Episode 155 - The Wisdom of Baldrick
The Thursday Thesis - 13/6/2019
Baldrick: Wait a moment, My Lord! I have a cunning plan that cannot fail!
Blackadder “The Witchsmeller Pursuivant”
Yep, even Blackadder’s sidekick – the downtrodden yet optimistic Baldrick – had a plan. And Baldrick’s plan was always very cunning – at least to Baldrick.
And it’s a funny thing, but growing up in Wolverhampton in the sixties and seventies, nobody mentioned plans for our lives: certainly not at school, and not at home either. At no point did anyone suggest that having a plan for your life would be a good thing, or that aiming high was to be desired and admired. Though, come to think of it, I probably wouldn’t have listened to them if they had: I was always a stroppy little sod.
As the seventies ended and the decade tipped over into the eighties the story was still the same: plans for your life were not talked about: they were not what you did. I do distinctly remember being told that if I were foolish or arrogant enough to dare to make a plan, I could expect Fate to thwart and frustrate me at every step.
It seemed that Life Plans were for dreamers and delusional oddballs; the know-alls and nutjobs. And there was something comedic about these people with plans, too – as though they were dreaming a little too hard...
Now I understand that if we don’t have a plan for how our lives should be, we’ll end up working for someone else who does have a plan for us and whose plans probably won’t be much to our benefit: I just wish I’d found that out forty years ago!
You don’t have to look far to see people making plans – invariably the wrong plans. It’s commonplace to spend a very long time planning one’s wedding or annual holiday – but it’s much less common to really plan a life for oneself, based upon what might be a fun way to spend the next seventy or so years.
Doesn’t that strike you as odd – or is it just me?
If you have a plan, then there’s a chance of things going the way you want them to. Without a plan we are unlikely to end up with what we want.
Like a beautiful ship without a map or compass, we can sail and drift for years – sometimes for a lifetime – even though the rudder is working and the sails are full of wind, but without a course to steer by, even the best ships wreck and run aground on unknown shores.
In the military it’s often said that “no plan survives contact with the enemy” and it’s true. The armed forces are masters of planning, and the phrase “planned with military precision” has become synonymous with effective and efficient operations.

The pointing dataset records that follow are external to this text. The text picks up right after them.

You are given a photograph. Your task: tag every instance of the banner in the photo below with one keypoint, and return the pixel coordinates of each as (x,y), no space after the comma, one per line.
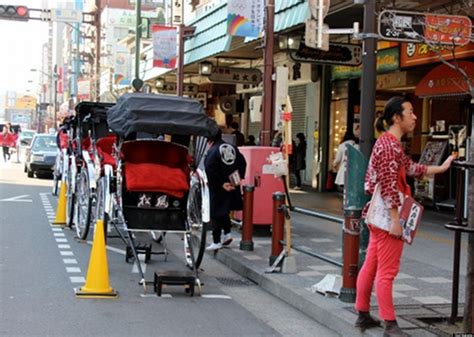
(164,46)
(245,17)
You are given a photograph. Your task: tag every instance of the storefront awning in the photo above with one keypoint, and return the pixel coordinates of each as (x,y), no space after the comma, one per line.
(210,37)
(445,81)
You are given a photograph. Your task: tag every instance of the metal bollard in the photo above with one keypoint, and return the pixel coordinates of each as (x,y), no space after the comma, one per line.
(350,265)
(278,220)
(246,242)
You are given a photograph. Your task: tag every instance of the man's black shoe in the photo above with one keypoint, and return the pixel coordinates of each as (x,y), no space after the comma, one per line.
(365,321)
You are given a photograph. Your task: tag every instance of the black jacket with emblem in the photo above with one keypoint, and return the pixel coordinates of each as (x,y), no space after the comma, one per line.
(221,161)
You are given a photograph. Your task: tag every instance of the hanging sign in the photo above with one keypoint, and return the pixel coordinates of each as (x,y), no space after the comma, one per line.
(164,46)
(235,75)
(245,17)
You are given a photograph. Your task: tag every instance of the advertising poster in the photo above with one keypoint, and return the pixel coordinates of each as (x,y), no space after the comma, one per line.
(164,46)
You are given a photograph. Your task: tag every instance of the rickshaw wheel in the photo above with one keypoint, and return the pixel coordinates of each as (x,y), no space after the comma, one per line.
(98,211)
(70,201)
(84,206)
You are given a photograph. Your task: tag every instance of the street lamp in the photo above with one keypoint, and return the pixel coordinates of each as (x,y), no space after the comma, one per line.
(54,79)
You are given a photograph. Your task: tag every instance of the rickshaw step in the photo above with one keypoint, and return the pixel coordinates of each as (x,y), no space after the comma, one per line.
(141,248)
(175,278)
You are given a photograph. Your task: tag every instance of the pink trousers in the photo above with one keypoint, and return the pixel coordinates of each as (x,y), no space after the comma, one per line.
(382,264)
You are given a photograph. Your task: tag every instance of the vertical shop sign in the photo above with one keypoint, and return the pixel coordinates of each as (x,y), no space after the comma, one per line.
(164,46)
(245,17)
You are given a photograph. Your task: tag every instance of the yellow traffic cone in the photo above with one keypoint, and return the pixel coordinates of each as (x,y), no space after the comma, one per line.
(97,281)
(60,219)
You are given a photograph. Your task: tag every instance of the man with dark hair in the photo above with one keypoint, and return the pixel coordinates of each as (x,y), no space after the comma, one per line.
(239,136)
(225,167)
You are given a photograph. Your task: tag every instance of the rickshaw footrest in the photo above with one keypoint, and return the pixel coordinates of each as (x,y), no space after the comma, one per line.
(175,278)
(141,248)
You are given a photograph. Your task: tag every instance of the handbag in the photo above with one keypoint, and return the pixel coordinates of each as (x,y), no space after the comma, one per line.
(410,214)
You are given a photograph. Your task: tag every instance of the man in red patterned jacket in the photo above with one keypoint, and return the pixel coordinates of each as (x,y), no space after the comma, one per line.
(388,167)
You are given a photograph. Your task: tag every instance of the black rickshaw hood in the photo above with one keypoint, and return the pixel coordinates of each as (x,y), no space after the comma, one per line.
(159,114)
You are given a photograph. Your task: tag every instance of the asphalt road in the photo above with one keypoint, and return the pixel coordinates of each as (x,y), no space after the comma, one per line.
(40,266)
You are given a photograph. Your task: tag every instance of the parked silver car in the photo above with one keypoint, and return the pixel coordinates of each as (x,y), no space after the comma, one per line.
(41,155)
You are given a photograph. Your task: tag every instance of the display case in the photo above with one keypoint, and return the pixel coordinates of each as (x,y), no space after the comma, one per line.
(431,190)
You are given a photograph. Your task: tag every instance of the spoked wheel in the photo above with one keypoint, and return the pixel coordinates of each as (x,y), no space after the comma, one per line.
(98,211)
(157,236)
(197,239)
(84,205)
(70,201)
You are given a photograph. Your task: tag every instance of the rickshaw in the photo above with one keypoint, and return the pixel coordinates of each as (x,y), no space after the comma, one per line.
(90,129)
(158,185)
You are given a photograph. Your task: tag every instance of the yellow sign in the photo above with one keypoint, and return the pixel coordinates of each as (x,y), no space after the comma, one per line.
(25,102)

Here’s the thing, though: the army knows that its plans will not survive contact with the enemy, but it still invests time and effort into making plans to ensure that the desired operational outcome is achieved with minimal losses – after all, what kind of army goes off to war with the idea that they’ll maybe go and “...wander around – probably in that country over there - and maybe do some fighting...”?
It would be ridiculous for an army to act in that way, and it would be ridiculous for anyone to act in that way, too.
For an army many lives may depend upon the operational plan: for us as individuals, we are entirely dependent on our plan, or – more often than not – no plan whatsoever.
We march forth into each new day, becoming too focused in the day-to-day business of daily life to pause and look a little further down the road, survey hazards and scout for opportunities, and to make plans for their evasion or exploitation. Lost in the fast-paced busy-ness of everyday life, crisis of the moment and our immediate needs, we forget to plan what happens after today’s crisis has passed.
So I think it’s a great idea to take time off, once a year, and get away from work for a day or three. Isolate yourself from anything that could distract you from figuring out how you’d like to spend the next ten, twenty or more years and deciding what your life might be after those years have passed.
Write it all down and review your plan – in depth, every month; refer to your plan on Monday morning and notice how things are progressing or not progressing; then identify the short-term activities which will move you closer to your desired outcome.
It’s not rocket science, but a plan is usually the thought-foundation upon which everything else is built.
You see, making a plan is just like creating a blueprint for your life. There will be changes and amendments, re-thinks and re-drafts along the way, it will never be completely right, and it will never be perfect, because no plan ever is - but even a fairly good plan has a better chance of success than having no plan at all.